Mesure des résultats
- sur base du score d’Hamilton, différence moyenne pondérée (DMP) et différence moyenne standardisée (DMS) pour les traitements par antidépresseurs versus placebo
- évaluation en fonction du seuil de pertinence clinique fixé par NICE dans son guide de pratique pour la dépression : différence moyenne pondérée de 3 points correspondant à une DMS de 0,50
- analyse en modèle d’effets fixes et en modèle d’effets aléatoires
- mesure de l’hétérogénéité statistique avec les tests Q et I².
Résultats
- l’amélioration moyenne pondérée du score d’Hamilton atteint 9,6 points dans le groupe médicaments antidépresseurs et 7,8 dans le groupe placebo, soit une différence de 1,8 points en faveur des antidépresseurs, différence inférieure au seuil fixé pour une pertinence clinique
- DMS de 1,24 pour le groupe médicaments antidépresseurs versus 0,92 pour le groupe placebo, soit une différence de 0,32 en faveur des antidépresseurs, sous la barre de la pertinence clinique fixée
- différence de DMS entre le groupe antidépresseurs et le groupe placebo supérieure à 0,5 pour le sous-groupe de patients présentant une dépression majeure sévère (au moins 29 sur l’échelle d’Hamilton)

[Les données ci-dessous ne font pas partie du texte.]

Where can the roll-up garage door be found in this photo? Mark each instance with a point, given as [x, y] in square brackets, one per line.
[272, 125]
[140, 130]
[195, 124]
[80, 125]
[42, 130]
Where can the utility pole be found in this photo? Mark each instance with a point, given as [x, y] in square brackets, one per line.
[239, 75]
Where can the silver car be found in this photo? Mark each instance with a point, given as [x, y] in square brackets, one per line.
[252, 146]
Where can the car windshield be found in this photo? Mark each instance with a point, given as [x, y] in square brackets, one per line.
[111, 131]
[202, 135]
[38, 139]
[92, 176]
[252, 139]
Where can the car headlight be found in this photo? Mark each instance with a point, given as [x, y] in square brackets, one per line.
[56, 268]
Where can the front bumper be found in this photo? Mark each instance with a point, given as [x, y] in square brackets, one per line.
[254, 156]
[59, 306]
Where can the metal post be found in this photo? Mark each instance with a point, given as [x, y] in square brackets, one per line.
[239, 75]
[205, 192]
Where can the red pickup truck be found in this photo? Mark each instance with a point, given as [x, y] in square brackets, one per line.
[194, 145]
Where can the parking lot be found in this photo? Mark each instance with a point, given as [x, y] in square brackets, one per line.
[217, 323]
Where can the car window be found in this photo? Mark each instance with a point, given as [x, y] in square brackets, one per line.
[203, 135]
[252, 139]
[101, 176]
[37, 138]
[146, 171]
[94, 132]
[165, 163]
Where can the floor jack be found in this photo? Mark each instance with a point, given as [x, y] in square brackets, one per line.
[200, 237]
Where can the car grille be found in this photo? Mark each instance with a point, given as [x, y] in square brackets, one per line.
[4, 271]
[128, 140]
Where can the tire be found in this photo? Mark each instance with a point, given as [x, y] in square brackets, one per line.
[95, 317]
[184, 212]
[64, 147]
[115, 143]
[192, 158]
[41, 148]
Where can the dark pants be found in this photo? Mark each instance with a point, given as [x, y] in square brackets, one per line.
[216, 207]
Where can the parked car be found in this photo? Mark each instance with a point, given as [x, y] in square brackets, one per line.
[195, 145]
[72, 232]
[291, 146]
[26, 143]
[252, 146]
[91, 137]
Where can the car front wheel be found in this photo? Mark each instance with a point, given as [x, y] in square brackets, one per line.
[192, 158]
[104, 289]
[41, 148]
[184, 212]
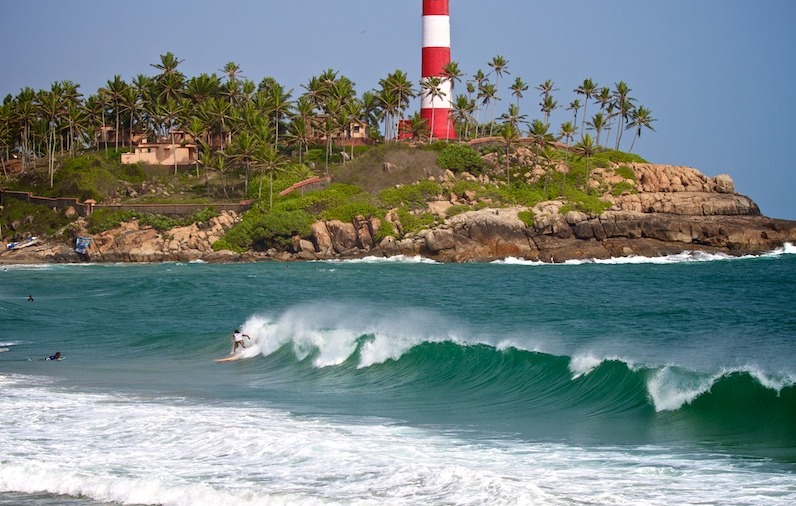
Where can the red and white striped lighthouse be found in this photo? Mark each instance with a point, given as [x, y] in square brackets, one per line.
[436, 55]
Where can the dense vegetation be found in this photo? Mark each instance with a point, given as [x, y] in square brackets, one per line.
[257, 139]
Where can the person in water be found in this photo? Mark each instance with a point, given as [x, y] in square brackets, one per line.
[237, 340]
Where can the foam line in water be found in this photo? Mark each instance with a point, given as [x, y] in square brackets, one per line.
[332, 333]
[671, 388]
[396, 259]
[683, 257]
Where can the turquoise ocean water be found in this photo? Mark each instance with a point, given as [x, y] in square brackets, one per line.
[666, 381]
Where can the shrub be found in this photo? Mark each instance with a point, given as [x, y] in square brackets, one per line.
[386, 229]
[527, 217]
[414, 196]
[414, 222]
[106, 219]
[458, 209]
[620, 188]
[626, 172]
[260, 230]
[589, 204]
[30, 219]
[460, 157]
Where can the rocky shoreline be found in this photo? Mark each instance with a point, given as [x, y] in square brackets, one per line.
[671, 210]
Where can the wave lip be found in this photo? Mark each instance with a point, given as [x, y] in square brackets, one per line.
[686, 256]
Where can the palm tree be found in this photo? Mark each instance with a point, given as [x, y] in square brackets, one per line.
[432, 90]
[94, 111]
[509, 134]
[517, 88]
[540, 138]
[396, 92]
[549, 157]
[170, 81]
[567, 132]
[416, 126]
[586, 148]
[514, 117]
[114, 92]
[548, 105]
[25, 114]
[50, 106]
[279, 104]
[641, 117]
[130, 106]
[499, 65]
[269, 159]
[574, 106]
[598, 123]
[587, 89]
[72, 97]
[244, 150]
[451, 74]
[463, 109]
[487, 94]
[624, 104]
[546, 88]
[169, 112]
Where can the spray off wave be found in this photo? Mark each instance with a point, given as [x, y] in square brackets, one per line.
[422, 344]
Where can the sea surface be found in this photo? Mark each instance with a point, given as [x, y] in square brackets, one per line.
[401, 382]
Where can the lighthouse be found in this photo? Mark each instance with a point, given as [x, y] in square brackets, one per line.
[436, 55]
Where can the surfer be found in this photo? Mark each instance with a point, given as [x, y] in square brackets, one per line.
[237, 340]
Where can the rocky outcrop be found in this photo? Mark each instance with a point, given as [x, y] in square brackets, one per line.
[671, 210]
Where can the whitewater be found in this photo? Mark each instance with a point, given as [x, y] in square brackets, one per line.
[401, 381]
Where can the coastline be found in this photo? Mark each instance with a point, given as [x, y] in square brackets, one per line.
[670, 210]
[483, 236]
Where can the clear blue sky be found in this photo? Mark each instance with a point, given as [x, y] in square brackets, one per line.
[718, 75]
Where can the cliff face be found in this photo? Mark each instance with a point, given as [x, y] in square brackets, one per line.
[671, 210]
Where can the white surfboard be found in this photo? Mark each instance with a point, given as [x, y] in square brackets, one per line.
[231, 358]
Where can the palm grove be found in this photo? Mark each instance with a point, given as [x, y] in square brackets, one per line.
[265, 131]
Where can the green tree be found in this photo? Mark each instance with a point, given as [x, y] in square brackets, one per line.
[640, 118]
[586, 148]
[499, 65]
[567, 132]
[432, 91]
[587, 89]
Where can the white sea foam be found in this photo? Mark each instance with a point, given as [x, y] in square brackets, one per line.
[331, 332]
[683, 257]
[396, 259]
[786, 249]
[130, 450]
[670, 388]
[581, 365]
[518, 261]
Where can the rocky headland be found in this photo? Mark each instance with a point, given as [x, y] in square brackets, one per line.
[669, 210]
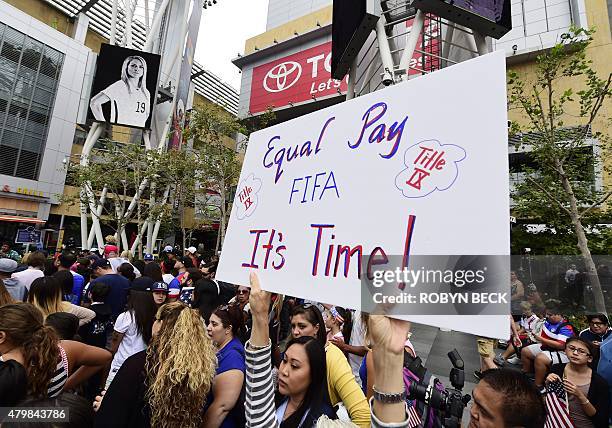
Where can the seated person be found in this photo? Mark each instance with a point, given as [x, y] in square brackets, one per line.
[526, 335]
[550, 347]
[598, 331]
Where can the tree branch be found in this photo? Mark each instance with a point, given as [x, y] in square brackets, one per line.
[595, 204]
[549, 195]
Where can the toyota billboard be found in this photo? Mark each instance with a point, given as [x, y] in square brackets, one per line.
[294, 79]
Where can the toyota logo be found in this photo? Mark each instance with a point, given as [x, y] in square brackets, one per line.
[282, 76]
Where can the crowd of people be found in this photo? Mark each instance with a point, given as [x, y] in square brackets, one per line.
[160, 342]
[548, 349]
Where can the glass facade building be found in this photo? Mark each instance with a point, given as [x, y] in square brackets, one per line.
[29, 75]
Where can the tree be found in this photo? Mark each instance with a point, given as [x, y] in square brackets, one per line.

- efficacité des antidépresseurs semblable suivant les grades de sévérité de la dépression majeure mais, par contre, efficacité moindre du placebo si le degré de sévérité augmente
- pas d’influence du type d’antidépresseur ou de la durée de traitement sur le résultat.
Conclusion des auteurs
Les auteurs concluent que la différence d’efficacité entre les médicaments antidépresseurs et le placebo s’accroît avec le degré de sévérité de la dépression. Cette différence reste faible même chez les patients sévèrement déprimés. Le lien entre le degré de sévérité initial et l’efficacité des antidépresseurs est attribuable à une réponse plus faible au placebo chez les patients très sévèrement déprimés plutôt qu’à une réponse accrue au médicament.
Financement
Les auteurs déclarent n’avoir reçu aucun financement spécifique pour cette étude.
Conflits d’intérêt
Le premier auteur a reçu des honoraires de consultance de la part des firmes Squibb et Pfizer.
Discussion
Considérations sur la méthodologie
Cette méta-analyse est de bonne qualité méthodologique. En incluant aussi bien les études non publiées que celles qui le sont, les auteurs pensaient pallier le biais de publication. Les différences observées entre les données de recherche divulguées avant publication (congrès, posters, abstracts) et les données finalement publiées doivent inciter à la prudence face à des données non publiées, dès lors non contrôlées par un comité de lecture expérimenté et selon des critères rigoureux (3). Une synthèse méthodique et une méta-analyse qui se baseraient sur une portion importante de données issues uniquement d’abstracts présentés lors de congrès seraient de validité médiocre (4).
L’âge des patients concernés n’est pas précisé. Une distinction arbitraire est faite entre adultes et personnes âgées et il n’est pas clair qu’il y ait une similitude de répartition pour les tranches d’âge entre les bras d’étude (antidépresseur ou placebo). Les études chez des enfants ou des adolescents font défaut. Certaines études incluent un nombre faible de participants (jusqu’à 25 seulement). Aucune étude incluse n’a une durée supérieure à 8 semaines. Le manque d’études à long terme est à opposer à la recommandation de poursuivre un traitement antidépresseur pendant au moins 6 mois.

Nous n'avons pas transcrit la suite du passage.